Reproduced, with permission, from:
Tolba, M. K., O. A. El-Kholy, E. El-Hinnawi, M. W. Holdgate, D. F. McMichael, and R. E. Munn, eds. 1992. Ozone depletion. Chapter 2 in The world environment 1972-1992. New York: Chapman and Hall.
Key Findings of the Scientific Assessment of Stratospheric Ozone: 1989
Remarkable progress has been made in stratospheric ozone science in the past few years. There have been highly significant advances in the understanding of the impact of human activities on the Earth's protective ozone layer.

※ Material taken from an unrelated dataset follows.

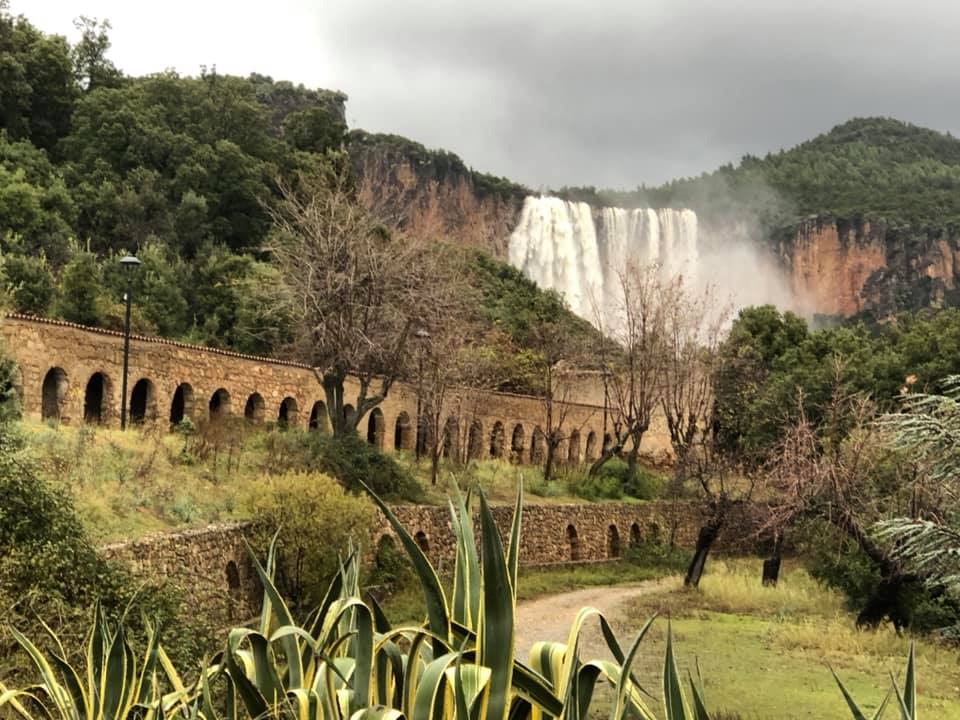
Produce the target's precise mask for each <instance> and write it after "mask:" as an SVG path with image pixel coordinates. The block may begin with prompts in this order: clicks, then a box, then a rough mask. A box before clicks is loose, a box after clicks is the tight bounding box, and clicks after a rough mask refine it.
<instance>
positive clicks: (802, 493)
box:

Since the Montreal Protocol was signed. there have been four major findings, each of which has heightened concern that chlorine- and bromine-containing chemicals can lead to a significant depletion of stratospheric ozone.
- Antarctic ozone hole: The weight of scientific evidence strongly indicates that chlorinated (largely man-made) and brominated chemicals are primarily responsible for the recently discovered substantial decreases in stratospheric ozone over Antarctica in the Southern Hemisphere springtime.

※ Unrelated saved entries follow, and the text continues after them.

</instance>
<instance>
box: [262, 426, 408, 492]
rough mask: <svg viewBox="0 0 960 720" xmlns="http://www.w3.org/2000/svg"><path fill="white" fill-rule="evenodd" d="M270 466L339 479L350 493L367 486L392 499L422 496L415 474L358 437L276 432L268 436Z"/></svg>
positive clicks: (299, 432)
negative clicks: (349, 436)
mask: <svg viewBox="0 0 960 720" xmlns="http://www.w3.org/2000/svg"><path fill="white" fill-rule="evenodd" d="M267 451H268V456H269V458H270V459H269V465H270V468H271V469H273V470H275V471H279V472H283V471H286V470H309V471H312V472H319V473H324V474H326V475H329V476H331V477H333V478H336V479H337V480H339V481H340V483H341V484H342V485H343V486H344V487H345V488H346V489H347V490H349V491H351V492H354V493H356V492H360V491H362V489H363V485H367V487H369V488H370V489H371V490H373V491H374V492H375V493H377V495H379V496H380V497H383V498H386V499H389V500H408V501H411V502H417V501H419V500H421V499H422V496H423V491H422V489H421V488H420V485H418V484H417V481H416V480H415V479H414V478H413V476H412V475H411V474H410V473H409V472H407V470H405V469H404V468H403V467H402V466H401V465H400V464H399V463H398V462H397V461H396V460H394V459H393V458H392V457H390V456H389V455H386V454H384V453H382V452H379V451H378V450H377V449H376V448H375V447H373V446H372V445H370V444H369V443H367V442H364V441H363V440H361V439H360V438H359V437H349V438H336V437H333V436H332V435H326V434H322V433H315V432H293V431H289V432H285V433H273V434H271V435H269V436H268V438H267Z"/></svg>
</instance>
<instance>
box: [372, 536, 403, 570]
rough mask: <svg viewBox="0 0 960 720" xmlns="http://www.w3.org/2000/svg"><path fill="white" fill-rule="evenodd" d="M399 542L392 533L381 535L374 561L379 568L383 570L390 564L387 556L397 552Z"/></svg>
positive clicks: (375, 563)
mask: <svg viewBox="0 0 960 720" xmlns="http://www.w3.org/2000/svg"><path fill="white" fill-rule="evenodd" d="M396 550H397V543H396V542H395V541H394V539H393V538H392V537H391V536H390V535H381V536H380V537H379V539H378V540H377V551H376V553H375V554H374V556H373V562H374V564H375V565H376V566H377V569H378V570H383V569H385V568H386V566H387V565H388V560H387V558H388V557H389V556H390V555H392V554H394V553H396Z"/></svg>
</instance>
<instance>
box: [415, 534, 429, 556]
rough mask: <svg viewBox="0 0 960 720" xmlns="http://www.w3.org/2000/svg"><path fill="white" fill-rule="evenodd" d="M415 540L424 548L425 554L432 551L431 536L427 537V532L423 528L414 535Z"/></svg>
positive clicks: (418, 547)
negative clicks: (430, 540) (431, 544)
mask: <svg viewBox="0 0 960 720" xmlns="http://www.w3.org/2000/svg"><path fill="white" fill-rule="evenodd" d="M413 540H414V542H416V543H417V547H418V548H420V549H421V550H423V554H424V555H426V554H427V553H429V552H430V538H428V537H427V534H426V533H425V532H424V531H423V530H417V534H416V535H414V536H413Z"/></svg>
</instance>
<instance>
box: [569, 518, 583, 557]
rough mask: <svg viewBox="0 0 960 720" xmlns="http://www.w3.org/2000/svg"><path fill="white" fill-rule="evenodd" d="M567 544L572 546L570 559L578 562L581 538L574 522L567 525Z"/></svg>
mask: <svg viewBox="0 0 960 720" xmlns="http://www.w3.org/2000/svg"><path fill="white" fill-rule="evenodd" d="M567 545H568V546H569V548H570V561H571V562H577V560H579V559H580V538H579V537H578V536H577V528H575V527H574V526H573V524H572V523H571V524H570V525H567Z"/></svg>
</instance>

- Perturbed Arctic chemistry: While at present there is no measurable ozone loss over the Arctic comparable to that over the Antarctic, the same potentially ozone-destroying processes have been identified in the Arctic stratosphere. The degree of any future ozone depletion will probably depend on the particular meteorology of each Arctic winter and future atmospheric levels of chlorine and bromine.

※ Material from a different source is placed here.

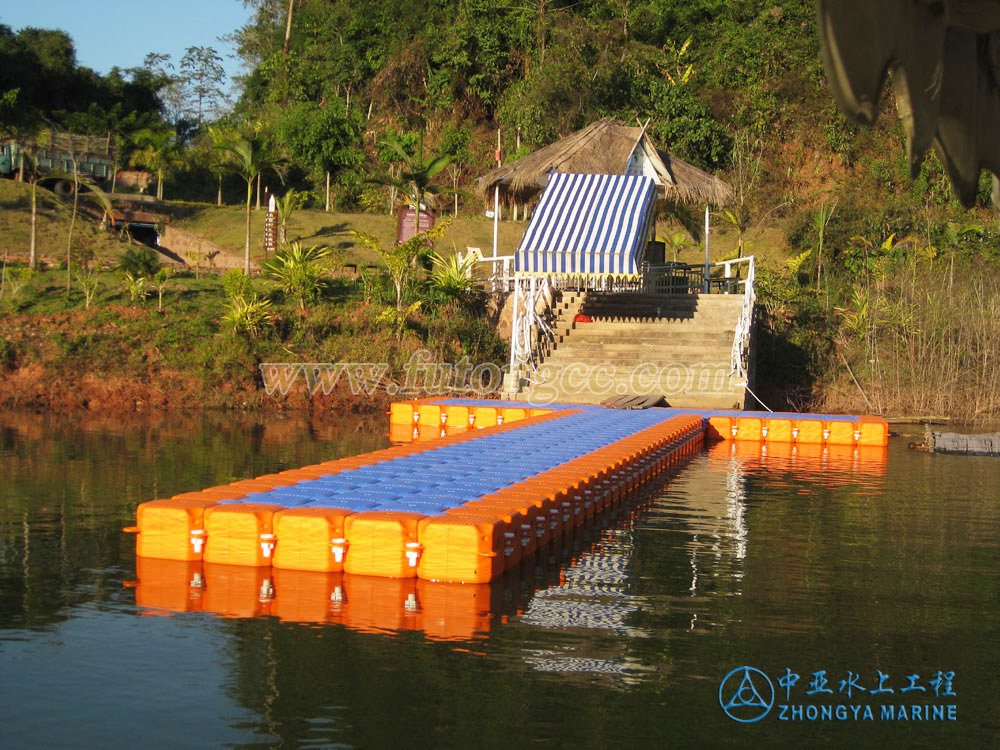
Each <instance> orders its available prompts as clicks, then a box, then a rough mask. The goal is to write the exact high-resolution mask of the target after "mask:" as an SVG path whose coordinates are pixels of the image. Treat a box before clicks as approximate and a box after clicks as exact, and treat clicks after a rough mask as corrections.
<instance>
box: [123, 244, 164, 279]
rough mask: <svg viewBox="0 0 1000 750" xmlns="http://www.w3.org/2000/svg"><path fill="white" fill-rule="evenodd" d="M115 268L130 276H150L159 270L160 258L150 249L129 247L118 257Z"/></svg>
mask: <svg viewBox="0 0 1000 750" xmlns="http://www.w3.org/2000/svg"><path fill="white" fill-rule="evenodd" d="M115 268H116V269H117V270H119V271H125V272H126V273H130V274H132V276H152V275H153V274H155V273H156V272H157V271H158V270H159V268H160V256H159V255H158V254H157V252H156V251H155V250H153V248H151V247H145V246H142V247H130V248H129V249H128V250H126V251H125V252H124V253H122V254H121V255H120V256H119V257H118V265H117V266H115Z"/></svg>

- Long-term ozone decreases: The analysis of the total-column ozone data from ground-based Dobson instruments shows measurable downward trends from 1969 to 1988 of 3-5% (i.e. 1.8-2.7% per decade) in the Northern Hemisphere (30deg.N to 64deg.N) in the winter months which cannot be attributed to known natural processes.
- Model limitations: These findings have led to the recognition of major gaps in theoretical models used for assessment studies. Assessment models do not simulate adequately polar stratospheric cloud (PSC) chemistry or polar meteorology. The impact of these shortcomings for the prediction of ozone layer depletion at lower latitudes is uncertain.